La cosa meno fruttuosa, in casi come questi, è sicuramente irrigidirsi in prese di posizione precostituite o, peggio, cogliere prontamente l’occasione per rinverdire un contrasto endemico tra politica e magistratura mai sopito in Italia, sempre in attesa di una miccia per riesplodere. Come invece anche in quest’occasione sta accadendo, gli uni contro gli altri armati. Un atteggiamento più sensato e proficuo, invece, dovrebbe indurre ad abbandonare squadre e tifi contrapposti per cercare di individuare dei punti fermi, con realismo e armonia.
Naturale che un magistrato, per l’ufficio che ricopre, non può essere privato dei diritti e delle libertà fondamentali. Sarebbe incostituzionale. Vi sono però degli «adattamenti», ad esempio un magistrato non può iscriversi ad un partito politico (anche se in aspettativa) - ne sa qualcosa il Governatore della Puglia Michele Emiliano - o partecipare in maniera sistematica e continuativa all’attività dei partiti medesimi, in quanto ciò sarebbe lesivo della sua imparzialità ed indipendenza. È una conseguenza piuttosto ovvia del principio di separazione dei poteri, ribadita dalla Consulta nel 2018. In sostanza, il cittadino deve ricevere rassicurazioni sul fatto che l’operare del magistrato - giudice o pubblico ministero che sia - non venga ispirato dal desiderio di far prevalere una determinata parte politica. A scapito, evidentemente, dell’imparzialità e, più in generale, della credibilità della magistratura.
È proprio questo il punto emerso nella vicenda Apostolico, più o meno maliziosamente adombrato da Salvini che il video ha reso pubblico - altra questione è quella di chi ne sia l’autore e di come il leader leghista ne sia venuto in possesso - e che deve trovare oggi una risposta: se, cioè, il comportamento della giudice abbia o meno infranto l’immagine di imparzialità che deve avvolgere ogni magistrato. Perché il magistrato non solo deve essere imparziale, ma deve anche apparire tale, e per questo rifuggire da legami di ogni sorta che possano farlo ritenere condizionabile. Ciò detto, le norme non prevedono solo un’elencazione di comportamenti espressamente vietati ma si rimettono alle valutazioni di opportunità del singolo magistrato che devono essere ispirate al rispetto di alcuni criteri generali per non incorrere in un procedimento disciplinare: non va mai compromessa la credibilità personale, il prestigio e il decoro del singolo magistrato o dell’istituzione giudiziaria. Indipendentemente dal fatto che un determinato contegno sia in sé legittimo.

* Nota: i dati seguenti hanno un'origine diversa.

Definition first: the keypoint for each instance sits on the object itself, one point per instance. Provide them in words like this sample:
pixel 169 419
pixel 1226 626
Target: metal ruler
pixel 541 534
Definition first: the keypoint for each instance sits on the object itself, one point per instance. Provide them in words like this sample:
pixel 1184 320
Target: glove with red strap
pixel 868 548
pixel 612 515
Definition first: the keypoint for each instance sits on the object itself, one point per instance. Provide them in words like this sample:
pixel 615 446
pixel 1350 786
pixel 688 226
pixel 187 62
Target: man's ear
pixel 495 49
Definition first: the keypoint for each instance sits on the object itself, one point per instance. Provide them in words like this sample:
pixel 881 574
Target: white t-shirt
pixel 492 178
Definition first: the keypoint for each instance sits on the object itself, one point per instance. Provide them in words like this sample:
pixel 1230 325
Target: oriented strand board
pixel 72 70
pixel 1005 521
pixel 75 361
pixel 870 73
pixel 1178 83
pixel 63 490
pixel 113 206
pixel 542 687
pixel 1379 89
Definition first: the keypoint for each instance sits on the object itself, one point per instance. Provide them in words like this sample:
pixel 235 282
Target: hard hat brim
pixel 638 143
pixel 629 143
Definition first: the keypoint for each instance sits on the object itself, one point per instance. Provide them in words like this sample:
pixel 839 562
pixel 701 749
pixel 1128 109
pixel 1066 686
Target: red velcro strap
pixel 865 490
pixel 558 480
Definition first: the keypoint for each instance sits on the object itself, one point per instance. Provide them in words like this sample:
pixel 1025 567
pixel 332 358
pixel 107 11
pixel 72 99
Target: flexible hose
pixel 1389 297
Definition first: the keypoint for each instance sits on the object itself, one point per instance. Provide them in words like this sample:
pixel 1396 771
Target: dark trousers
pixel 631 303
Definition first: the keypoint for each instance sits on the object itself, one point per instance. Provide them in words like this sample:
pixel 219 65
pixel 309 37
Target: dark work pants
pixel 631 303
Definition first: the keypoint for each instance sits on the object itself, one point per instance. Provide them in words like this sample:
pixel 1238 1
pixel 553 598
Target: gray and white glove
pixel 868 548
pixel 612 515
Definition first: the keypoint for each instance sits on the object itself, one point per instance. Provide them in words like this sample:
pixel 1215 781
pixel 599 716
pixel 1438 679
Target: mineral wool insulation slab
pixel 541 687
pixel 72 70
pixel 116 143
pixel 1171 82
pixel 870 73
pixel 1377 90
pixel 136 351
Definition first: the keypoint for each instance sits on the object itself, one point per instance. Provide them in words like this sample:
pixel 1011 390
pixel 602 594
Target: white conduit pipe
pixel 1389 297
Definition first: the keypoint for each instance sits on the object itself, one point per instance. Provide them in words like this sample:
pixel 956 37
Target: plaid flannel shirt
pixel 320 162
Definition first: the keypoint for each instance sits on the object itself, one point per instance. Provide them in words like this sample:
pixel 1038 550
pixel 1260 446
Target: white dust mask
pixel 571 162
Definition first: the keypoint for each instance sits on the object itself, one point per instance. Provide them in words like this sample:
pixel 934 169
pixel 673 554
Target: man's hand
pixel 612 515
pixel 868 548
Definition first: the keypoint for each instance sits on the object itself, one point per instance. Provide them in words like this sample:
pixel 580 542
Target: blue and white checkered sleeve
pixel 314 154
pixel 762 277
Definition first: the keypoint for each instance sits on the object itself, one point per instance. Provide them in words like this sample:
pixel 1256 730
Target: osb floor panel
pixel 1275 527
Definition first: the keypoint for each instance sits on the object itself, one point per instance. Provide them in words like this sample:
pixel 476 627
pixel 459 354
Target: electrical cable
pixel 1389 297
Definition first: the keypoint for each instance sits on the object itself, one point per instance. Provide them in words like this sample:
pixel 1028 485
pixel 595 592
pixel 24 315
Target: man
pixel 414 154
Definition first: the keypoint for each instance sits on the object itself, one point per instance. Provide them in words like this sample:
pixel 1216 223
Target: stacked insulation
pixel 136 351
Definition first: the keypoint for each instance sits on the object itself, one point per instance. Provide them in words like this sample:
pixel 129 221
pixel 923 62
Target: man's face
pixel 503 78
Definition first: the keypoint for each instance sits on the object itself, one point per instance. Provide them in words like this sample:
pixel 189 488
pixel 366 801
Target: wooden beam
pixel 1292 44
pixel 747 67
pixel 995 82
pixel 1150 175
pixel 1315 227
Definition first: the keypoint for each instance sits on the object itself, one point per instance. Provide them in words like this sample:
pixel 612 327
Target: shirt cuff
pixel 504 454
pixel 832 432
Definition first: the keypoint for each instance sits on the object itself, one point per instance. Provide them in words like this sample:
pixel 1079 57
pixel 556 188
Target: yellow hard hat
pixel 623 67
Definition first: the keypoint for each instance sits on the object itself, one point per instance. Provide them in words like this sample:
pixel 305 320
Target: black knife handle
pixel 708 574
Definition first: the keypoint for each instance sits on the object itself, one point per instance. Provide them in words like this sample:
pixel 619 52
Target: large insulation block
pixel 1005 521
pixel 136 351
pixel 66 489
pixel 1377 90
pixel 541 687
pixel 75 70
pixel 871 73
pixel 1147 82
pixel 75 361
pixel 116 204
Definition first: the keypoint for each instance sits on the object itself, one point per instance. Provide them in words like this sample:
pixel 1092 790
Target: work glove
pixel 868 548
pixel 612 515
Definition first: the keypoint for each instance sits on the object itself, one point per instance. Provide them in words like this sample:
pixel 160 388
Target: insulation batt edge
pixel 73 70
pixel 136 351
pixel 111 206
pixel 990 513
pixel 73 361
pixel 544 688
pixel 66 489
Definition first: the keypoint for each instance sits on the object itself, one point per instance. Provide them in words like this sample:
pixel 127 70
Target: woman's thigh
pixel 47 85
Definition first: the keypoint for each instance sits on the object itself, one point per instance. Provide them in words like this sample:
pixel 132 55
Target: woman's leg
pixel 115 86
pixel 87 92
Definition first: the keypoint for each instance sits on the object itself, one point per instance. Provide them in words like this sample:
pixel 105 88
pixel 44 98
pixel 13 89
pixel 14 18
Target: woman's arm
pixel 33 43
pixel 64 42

Molti anni or sono - siamo a metà del Novecento - Gaetano Foschini, giurista insigne che fu magistrato, avvocato e docente universitario, parlava di «solitudine di mensa» quale contrassegno necessario per esercitare le funzioni giudiziarie in maniera indipendente ed equilibrata. La società è profondamente cambiata e sarebbe pressoché impossibile pretendere da un magistrato - come da chiunque - di sottrarsi a una rete di interrelazioni in cui è arduo persino districarsi. Ma si può chieder loro di essere prudenti e oculati. Di soppesare le possibili conseguenze del loro agire nella vita di tutti i giorni. È in primis alla sensibilità di ciascuno insomma che ci si deve rimettere, al rispetto che ogni magistrato non può non avere per il ruolo rivestito e per le responsabilità assunte.
Senza caccia alle streghe, ma al contempo senza chiudere gli occhi.